A computer model of the ribosome complex. Older components are shown in red while the younger are in blue |
In 1986, a paper published in the scientific journal 'Nature' suggested that the simpler genetic molecule RNA may have evolved first and then developed into DNA. This became known as the RNA world hypothesis. This described increasingly complex interactions between the building blocks of life at a molecular level, leading to the first ever cells. This theory was popular as it simplified the way that genetic molecules may have evolved from simple beginnings to today's level of complexity.
Since then other theories supporting this have arisen including a precursor to the RNA world itself known as the TNA world which uses threose nucleic acid, an even simpler molecule, as the earliest form of genetic information. However a recent study by scientists from the University of Illinois has shown that the RNA world could not have existed unless all the necessary components were present.
Ribose nucleic acid is the basic encoding molecule. It is part of a vast molecular complex containing multiple strands of RNA, interacting with up to 80 different proteins, in a structure known as a ribosome. It is similar to the way office workers intake, process and output information quickly and efficiently. If one worker is not present the system becomes flawed just as if one protein is present, the ribosome can fail.
The current theory states that the peptidyl transferase centre (PTC for short and the part of the ribosome which is responsible for the actual synthesis of proteins) is the most ancient part of the entire structure and appeared first in the primordial soup. Analysis of the structures in archaea, the most simple and ancient forms of life on the planet, allowed the researchers to build up a dated family tree of the ribosome's protein components.

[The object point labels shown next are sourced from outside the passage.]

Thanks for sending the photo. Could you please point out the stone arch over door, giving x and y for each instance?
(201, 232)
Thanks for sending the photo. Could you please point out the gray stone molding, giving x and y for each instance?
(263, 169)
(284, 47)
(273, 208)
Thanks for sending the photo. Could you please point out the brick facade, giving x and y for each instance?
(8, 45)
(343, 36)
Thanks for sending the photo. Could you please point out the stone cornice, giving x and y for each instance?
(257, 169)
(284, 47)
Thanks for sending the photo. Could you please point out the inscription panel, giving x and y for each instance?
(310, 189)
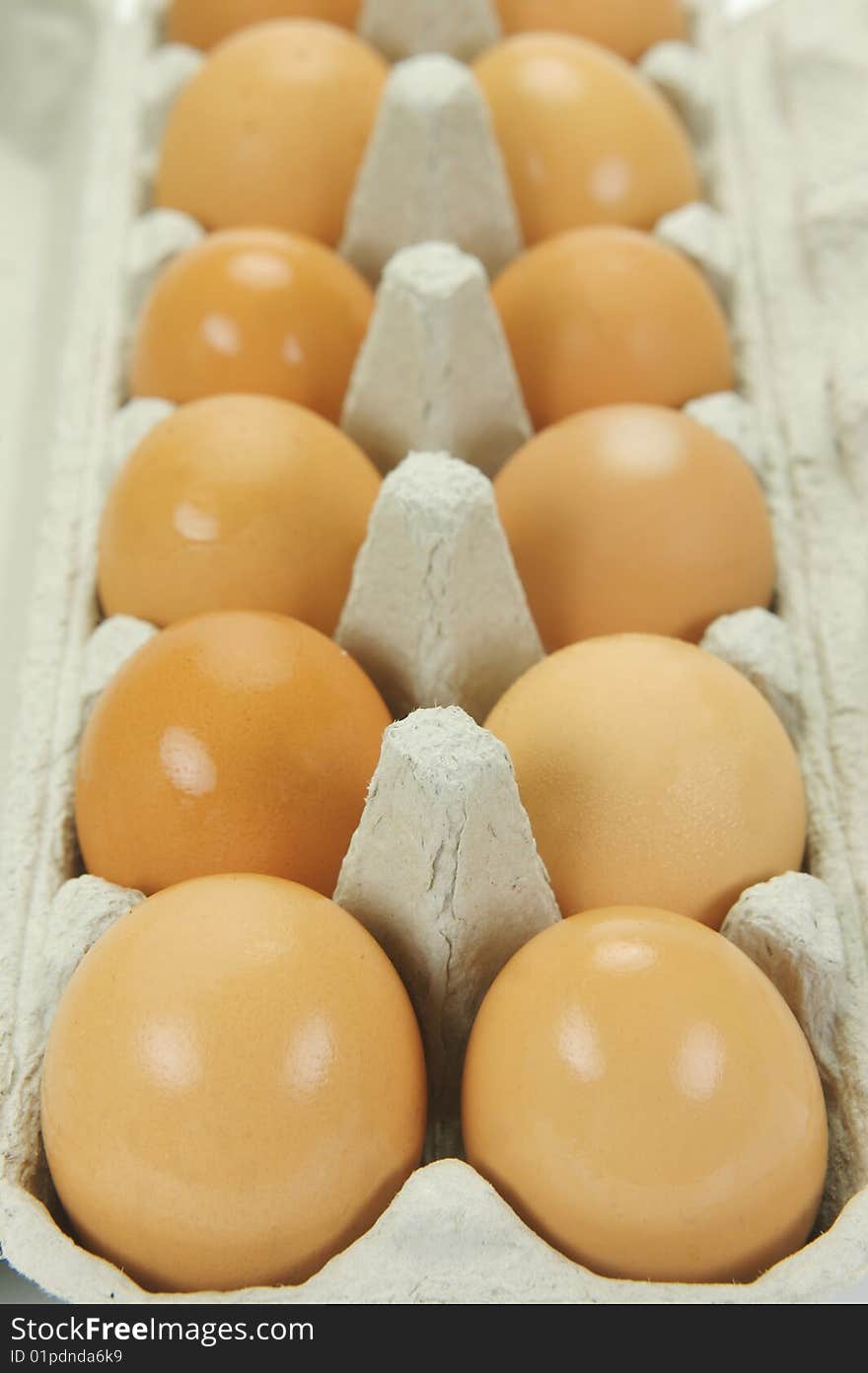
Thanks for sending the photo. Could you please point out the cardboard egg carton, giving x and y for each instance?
(443, 868)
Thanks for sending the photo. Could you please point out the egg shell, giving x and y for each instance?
(237, 503)
(233, 742)
(644, 1097)
(252, 311)
(653, 773)
(272, 129)
(626, 27)
(585, 137)
(603, 316)
(206, 22)
(261, 1095)
(634, 518)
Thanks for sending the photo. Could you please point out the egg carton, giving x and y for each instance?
(443, 868)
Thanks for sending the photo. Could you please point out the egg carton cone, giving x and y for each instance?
(436, 371)
(436, 612)
(775, 105)
(420, 27)
(431, 171)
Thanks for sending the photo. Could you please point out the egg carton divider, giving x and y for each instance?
(463, 1240)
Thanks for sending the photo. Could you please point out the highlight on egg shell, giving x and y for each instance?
(234, 1086)
(206, 22)
(252, 311)
(634, 518)
(605, 316)
(653, 773)
(237, 503)
(272, 129)
(644, 1099)
(585, 137)
(626, 27)
(233, 742)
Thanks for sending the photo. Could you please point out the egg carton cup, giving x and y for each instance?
(443, 868)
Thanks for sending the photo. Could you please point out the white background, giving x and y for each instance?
(32, 298)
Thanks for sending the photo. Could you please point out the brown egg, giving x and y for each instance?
(234, 1086)
(654, 774)
(253, 311)
(237, 501)
(205, 22)
(272, 129)
(626, 27)
(608, 315)
(585, 139)
(634, 518)
(234, 742)
(646, 1100)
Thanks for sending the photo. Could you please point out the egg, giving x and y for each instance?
(634, 518)
(644, 1099)
(653, 774)
(585, 139)
(205, 22)
(233, 742)
(252, 311)
(272, 129)
(609, 315)
(626, 27)
(234, 1086)
(237, 501)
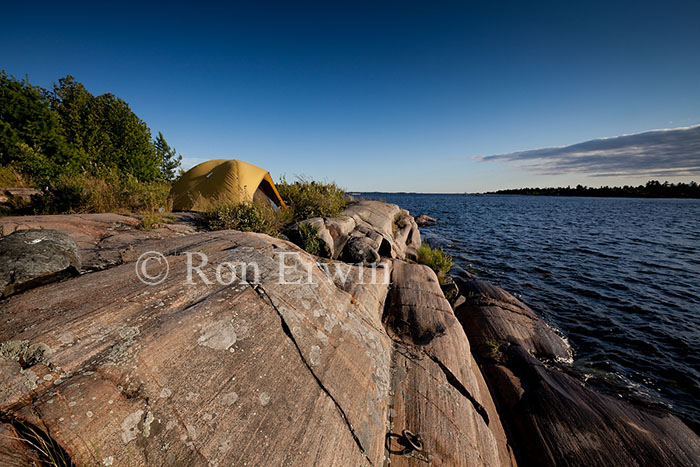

They found that many of the proteins used by the RNA were actually present long before the actually genetic molecule itself and that the PTC evolved soon after the assembly of the true most ancient components.' This is the crucial piece of the puzzle,' said Gustavo Caetano-Anollés, leader of the study. 'If the evolutionary build-up of ribosomal proteins and RNA and the interactions between them occurred gradually, step-by-step, the origin of the ribosome cannot be the product of an RNA world. Instead, it must be the product of a ribonucleoprotein world, an ancient world that resembles our own. It appears the basic building blocks of the machinery of the cell have always been the same from the beginning of life to the present: evolving and interacting proteins and RNA molecules.'
The study has shown that there would have been yet another step in the route from simple chemical compounds to DNA itself. It is possible that the TNA world hypothesis may also have had a nucleoprotein stage, further simplifying the pathway and making clearer how DNA may have evolved. The fact that the components of Earth life have not changed since they first evolved suggests that it only evolved once and did not branch out using different chemicals as the lynchpins to their biology.